Page:Zola - Madeleine Férat, 1869.djvu/82

La bibliothèque libre.
Cette page a été validée par deux contributeurs.
68
MADELEINE FÉRAT

Elle ne dirait rien, elle garderait toute la honte pour elle. Mais elle ne put encore s’arrêter à ce parti ; sa nature droite se révoltait à l’idée d’un mensonge éternel, elle comprenait qu’elle n’aurait pas longtemps la force de vivre souriante dans son infamie et dans ses angoisses. Il valait mieux qu’elle se confessât sur-le-champ, ou bien qu’elle prît la fuite. Ces pensées tumultueuses passaient dans sa tête vide avec des bruits et des chocs douloureux. Elle s’interrogeait, sans pouvoir prendre une décision. Brusquement, elle entendit ouvrir la porte de la rue. Un pas rapide monta l’escalier. Guillaume entra.

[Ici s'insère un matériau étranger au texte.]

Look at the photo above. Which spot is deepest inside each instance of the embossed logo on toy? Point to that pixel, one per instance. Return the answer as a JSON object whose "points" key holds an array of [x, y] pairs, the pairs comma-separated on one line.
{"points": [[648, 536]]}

Il avait le visage bouleversé. Il se jeta sur le canapé et éclata en sanglots. Madeleine, surprise, terrifiée, eut l’idée qu’il savait tout. Elle se leva en frémissant.

Le jeune homme pleurait toujours, le visage entre les mains, secoué par des crises de désespoir. Enfin, il tendit les bras vers sa maîtresse, il lui dit d’une voix étouffée :

— Console-moi, console-moi. Ah ! que je souffre !

Madeleine vint s’asseoir à côté de lui, n’osant comprendre, se demandant si c’était elle qui le faisait pleurer ainsi. Elle oubliait ses propres souffrances devant une pareille douleur.

— Réponds, qu’as-tu ? demanda-t-elle à son amant en lui prenant les mains.

Il la regarda comme affolé.

— Je ne voulais pas sangloter dans la rue, balbutia-t-il au milieu de ses larmes… Je courais, j’étouffais… J’avais hâte d’être ici… Laisse-moi, cela me fait du bien, cela me soulage…

Il essuya ses pleurs, puis il étouffa de nouveau et se remit à pleurer.

— Mon Dieu ! mon Dieu ! je ne le verrai plus, murmura-t-il.

La jeune femme crut comprendre et fut prise d’une grande pitié. Elle attira Guillaume dans ses bras, elle le baisa au front, étanchant ses larmes, le consolant de son regard navré.